There’s no beating the goat. With the premiere of “SpongeBob Squarepants” on Nickelodeon in 1999, the ’90s gave the world a parting gift that changed television animation forever. “SpongeBob” fires on all cylinders, from the creative physicality of visual gags, to the encyclopedia’s worth of iconic quotes that its viewers can instantly recite decades later. The misadventures of SpongeBob (Tom Kenny) in his oceanic town of Bikini Bottom — complete with his job as a fry cook under the regime of Mr. Krabs (Clancy Brown), his scientific exploits with his squirrel pal Sandy (Carolyn Lawrence), and his hangs with Patrick Star (Bill Fagerbakke) that often annoy their neighbor, Squidward (Roger Bumpass) — are the stuff of animation legend.
While it’s true that only one season of “SpongeBob SquarePants” can call the ’90s its home decade, that freshman year comes out swinging. The “F.U.N.” song.
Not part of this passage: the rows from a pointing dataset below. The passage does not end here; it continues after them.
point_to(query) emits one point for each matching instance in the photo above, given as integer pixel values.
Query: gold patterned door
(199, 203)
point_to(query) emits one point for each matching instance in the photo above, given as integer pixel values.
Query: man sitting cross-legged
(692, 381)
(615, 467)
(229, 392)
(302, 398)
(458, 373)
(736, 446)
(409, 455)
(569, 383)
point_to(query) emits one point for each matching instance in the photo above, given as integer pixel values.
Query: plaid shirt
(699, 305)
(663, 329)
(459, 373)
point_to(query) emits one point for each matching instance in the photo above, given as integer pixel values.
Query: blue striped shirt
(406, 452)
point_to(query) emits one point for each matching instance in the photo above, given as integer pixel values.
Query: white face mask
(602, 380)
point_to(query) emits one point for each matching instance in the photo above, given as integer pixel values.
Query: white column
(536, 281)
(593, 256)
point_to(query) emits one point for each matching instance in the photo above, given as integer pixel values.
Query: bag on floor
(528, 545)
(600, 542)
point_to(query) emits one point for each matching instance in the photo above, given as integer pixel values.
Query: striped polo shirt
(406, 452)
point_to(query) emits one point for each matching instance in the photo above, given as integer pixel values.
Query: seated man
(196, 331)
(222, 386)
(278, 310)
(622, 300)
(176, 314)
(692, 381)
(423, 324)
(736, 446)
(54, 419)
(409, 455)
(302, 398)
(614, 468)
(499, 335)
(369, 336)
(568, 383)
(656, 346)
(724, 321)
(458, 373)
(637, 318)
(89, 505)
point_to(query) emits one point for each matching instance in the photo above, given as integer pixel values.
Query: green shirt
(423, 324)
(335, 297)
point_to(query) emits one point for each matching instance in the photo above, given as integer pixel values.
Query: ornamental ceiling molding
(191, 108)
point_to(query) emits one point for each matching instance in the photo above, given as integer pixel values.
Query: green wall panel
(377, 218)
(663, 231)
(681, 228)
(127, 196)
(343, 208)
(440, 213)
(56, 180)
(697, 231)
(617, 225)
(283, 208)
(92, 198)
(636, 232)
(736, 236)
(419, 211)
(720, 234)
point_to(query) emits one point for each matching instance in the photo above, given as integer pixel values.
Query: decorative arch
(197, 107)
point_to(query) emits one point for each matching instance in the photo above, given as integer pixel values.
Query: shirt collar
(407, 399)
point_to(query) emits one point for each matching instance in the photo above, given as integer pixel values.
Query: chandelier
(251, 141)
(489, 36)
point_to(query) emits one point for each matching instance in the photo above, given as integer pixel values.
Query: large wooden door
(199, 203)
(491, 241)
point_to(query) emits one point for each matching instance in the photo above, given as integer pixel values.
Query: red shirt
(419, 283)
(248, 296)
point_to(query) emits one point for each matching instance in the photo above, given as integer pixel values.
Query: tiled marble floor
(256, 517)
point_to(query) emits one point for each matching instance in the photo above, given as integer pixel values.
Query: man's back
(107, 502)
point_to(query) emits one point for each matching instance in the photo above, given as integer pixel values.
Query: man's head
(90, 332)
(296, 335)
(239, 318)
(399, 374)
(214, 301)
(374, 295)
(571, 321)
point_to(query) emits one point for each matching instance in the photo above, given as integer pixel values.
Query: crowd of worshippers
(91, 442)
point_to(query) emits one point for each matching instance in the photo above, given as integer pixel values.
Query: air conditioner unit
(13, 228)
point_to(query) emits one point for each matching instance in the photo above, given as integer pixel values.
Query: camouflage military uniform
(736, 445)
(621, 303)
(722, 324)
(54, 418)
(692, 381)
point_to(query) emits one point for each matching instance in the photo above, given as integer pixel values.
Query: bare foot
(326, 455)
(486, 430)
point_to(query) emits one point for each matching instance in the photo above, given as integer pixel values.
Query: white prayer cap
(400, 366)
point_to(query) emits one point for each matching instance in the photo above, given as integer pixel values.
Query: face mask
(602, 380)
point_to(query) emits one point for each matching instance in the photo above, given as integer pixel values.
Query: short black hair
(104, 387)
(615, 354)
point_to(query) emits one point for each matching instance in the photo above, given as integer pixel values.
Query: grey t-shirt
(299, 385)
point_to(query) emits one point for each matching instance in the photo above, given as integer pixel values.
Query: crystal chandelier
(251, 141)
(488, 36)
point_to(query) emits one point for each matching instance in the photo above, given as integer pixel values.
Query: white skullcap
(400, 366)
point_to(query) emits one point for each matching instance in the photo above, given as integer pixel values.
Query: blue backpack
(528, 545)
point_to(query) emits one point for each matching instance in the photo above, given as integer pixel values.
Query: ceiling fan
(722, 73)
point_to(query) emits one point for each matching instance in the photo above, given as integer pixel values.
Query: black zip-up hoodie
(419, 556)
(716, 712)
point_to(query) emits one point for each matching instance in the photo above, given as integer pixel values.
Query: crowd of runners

SpongeBob ripping his pants. SpongeBob and Squidward delivering the Krusty Krab Pizza. The first appearance of Mermaid Man and Barnacle Boy. These historic milestones and others provide an abundance of foundational moments for the series.
For a while, it seemed like the original, tried-and-true “SpongeBob SquarePants” series would continue indefinitely, similar to “The Simpsons” or “Family Guy.” It wasn’t until recently that the show took a more “Scooby-Doo” approach and spun off into various incarnations (including “The Patrick Star Show” and “Kamp Koral: SpongeBob’s Under Years,” as well as a Broadway musical), while the main show still churns out new episodes — 300-plus and counting.